Here for instance, we are interested in assessing the probability of developing a given neurologic grade after a Glioblastoma radiotherapy treatment. Knowing the patient grade before treatment, the likelihood for developing any given grade is a multinomial pdf (telling us the number of observations of a categorical variable, Gr i , i.e. the final grade, given the frequency for observing this final grade, f i ). The prior probability (the knowledge we have for the frequencies) can be informative (extracted from previous knowledge) or non- informative (uniform priors for instance or best, Jeffrey’s priors). Here, a uniform prior distribution was used since in this case we did not find any previous publication dealing with the prediction of the neurologic grade after the Glioblastoma treatment based on the initial grade. This way, we know that the posterior (the pdf of the parameters, given the observed patients final grade) is simply a Dirich let distribution which should be the target of the M-H algorithm. In this simple case, computations can be made by hand. The role of M-H algorithm is clarified for more complex cases.
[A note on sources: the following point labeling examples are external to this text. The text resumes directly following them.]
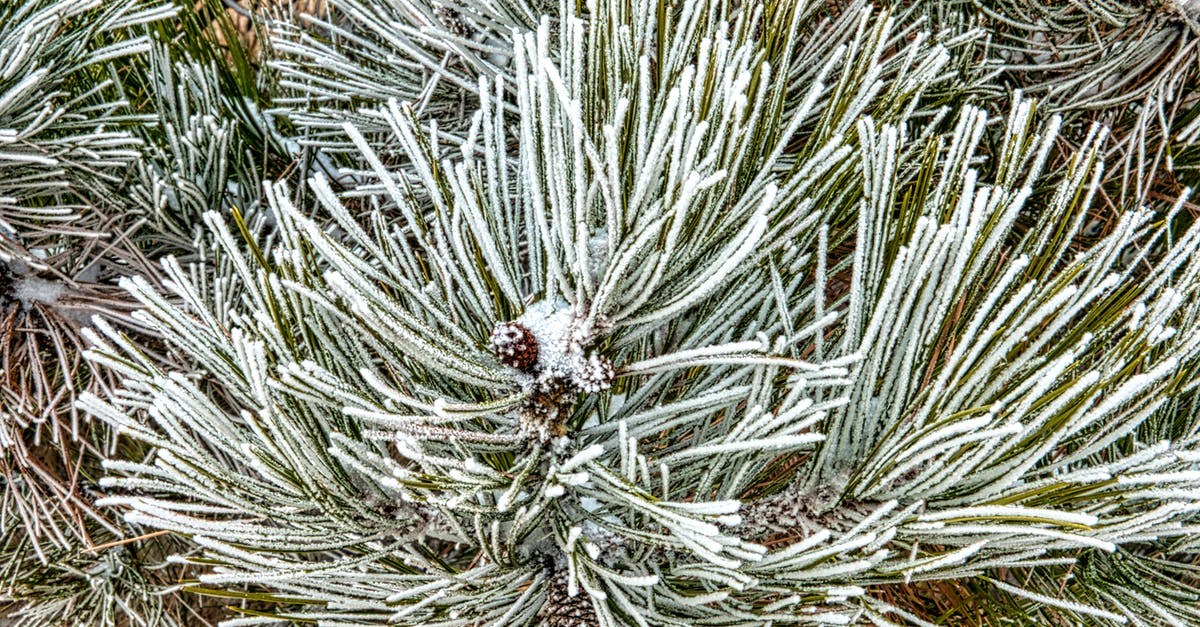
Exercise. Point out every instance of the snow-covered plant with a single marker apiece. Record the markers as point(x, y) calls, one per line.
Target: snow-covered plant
point(706, 315)
point(1131, 65)
point(64, 149)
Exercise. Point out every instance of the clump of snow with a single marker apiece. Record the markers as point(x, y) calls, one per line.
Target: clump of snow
point(563, 368)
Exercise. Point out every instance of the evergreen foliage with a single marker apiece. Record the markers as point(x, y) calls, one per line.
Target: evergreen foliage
point(599, 314)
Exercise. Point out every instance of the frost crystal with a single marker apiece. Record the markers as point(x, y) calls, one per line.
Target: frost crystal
point(559, 366)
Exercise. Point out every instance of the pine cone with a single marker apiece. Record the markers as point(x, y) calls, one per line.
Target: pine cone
point(564, 610)
point(515, 345)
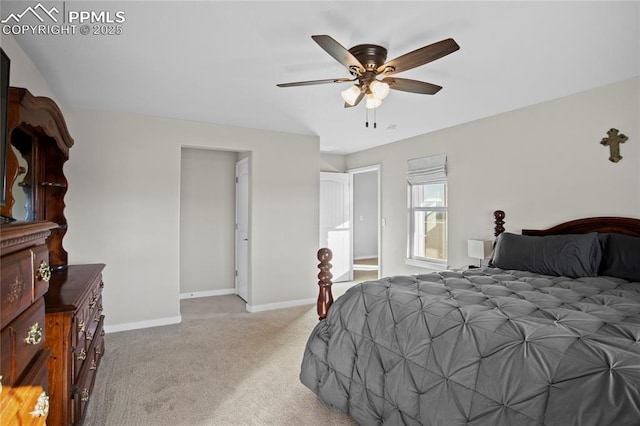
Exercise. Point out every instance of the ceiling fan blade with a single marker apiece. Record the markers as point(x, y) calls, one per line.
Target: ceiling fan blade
point(312, 82)
point(357, 101)
point(337, 51)
point(419, 57)
point(413, 86)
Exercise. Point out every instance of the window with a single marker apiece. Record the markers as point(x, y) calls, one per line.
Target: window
point(427, 193)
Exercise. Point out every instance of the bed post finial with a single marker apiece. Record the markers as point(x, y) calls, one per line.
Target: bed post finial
point(325, 298)
point(498, 228)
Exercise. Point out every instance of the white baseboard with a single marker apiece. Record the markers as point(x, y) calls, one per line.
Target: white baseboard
point(142, 324)
point(280, 305)
point(209, 293)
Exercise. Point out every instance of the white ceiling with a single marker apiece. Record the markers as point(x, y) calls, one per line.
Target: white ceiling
point(220, 62)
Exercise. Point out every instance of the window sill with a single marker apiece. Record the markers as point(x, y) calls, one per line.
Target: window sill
point(426, 264)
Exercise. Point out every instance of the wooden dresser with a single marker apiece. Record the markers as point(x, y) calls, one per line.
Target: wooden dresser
point(24, 392)
point(75, 337)
point(70, 313)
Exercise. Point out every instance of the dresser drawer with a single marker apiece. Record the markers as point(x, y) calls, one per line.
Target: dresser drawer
point(27, 403)
point(41, 270)
point(89, 357)
point(85, 380)
point(16, 285)
point(21, 342)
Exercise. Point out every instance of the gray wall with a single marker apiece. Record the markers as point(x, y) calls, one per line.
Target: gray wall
point(542, 165)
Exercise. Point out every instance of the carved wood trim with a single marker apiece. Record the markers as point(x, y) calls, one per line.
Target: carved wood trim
point(619, 225)
point(39, 112)
point(17, 235)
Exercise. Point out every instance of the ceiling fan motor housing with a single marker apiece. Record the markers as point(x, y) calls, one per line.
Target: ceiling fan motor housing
point(371, 56)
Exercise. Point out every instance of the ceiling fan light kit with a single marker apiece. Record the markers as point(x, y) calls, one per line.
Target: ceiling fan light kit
point(367, 62)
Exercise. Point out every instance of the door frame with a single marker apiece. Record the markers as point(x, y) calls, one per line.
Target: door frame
point(237, 236)
point(352, 172)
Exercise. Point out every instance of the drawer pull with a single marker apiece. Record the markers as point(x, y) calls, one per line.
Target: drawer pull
point(34, 335)
point(44, 271)
point(41, 408)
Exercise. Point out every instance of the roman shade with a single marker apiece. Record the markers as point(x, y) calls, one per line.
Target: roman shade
point(427, 170)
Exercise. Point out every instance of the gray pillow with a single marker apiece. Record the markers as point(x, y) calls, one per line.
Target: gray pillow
point(575, 255)
point(621, 256)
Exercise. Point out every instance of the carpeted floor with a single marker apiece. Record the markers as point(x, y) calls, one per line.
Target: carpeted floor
point(220, 366)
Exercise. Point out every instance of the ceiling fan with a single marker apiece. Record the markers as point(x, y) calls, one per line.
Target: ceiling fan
point(367, 62)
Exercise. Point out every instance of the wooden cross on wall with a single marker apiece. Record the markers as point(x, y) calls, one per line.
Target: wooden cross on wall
point(613, 141)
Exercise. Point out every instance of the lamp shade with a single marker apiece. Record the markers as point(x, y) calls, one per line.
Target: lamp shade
point(379, 89)
point(372, 102)
point(351, 94)
point(479, 249)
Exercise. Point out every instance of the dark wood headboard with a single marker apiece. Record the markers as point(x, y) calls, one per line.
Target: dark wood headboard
point(614, 224)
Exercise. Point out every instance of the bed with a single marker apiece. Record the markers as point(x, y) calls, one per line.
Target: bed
point(515, 343)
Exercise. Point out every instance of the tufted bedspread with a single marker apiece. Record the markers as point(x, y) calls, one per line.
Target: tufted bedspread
point(481, 347)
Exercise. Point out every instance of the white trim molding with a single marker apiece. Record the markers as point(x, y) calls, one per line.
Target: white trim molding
point(280, 305)
point(209, 293)
point(142, 324)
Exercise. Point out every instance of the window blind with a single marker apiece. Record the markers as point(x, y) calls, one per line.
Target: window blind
point(424, 170)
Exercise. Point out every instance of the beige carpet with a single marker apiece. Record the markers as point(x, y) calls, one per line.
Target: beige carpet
point(220, 366)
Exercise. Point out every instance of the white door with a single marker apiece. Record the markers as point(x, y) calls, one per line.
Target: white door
point(335, 227)
point(242, 229)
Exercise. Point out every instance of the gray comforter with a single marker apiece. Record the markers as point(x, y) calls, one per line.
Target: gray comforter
point(482, 347)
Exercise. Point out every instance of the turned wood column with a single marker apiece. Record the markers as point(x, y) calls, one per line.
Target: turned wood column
point(325, 298)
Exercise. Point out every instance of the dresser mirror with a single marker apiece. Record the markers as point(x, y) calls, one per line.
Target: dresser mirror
point(38, 146)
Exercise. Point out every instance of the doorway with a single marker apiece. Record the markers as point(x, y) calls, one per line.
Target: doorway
point(242, 229)
point(350, 222)
point(208, 222)
point(365, 201)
For the second, enhanced model, we used additionally the CTV. We graph the grade vs the size of CTV and proposed a function to fit this data: we proposed a sigmoid function with unknown parameters a and b. Again the M-H algorithm was used to find those values as their posterior pdf cannot be computed by hand. The equation was used to construct the likelihood function for the posterior function in the Bayes’ theorem. That is, Bayes’ theorem was used to calculate a probability and the algorithm for the proposal of random values and for decision making to keep those vales which increase the likelihood of the parameters.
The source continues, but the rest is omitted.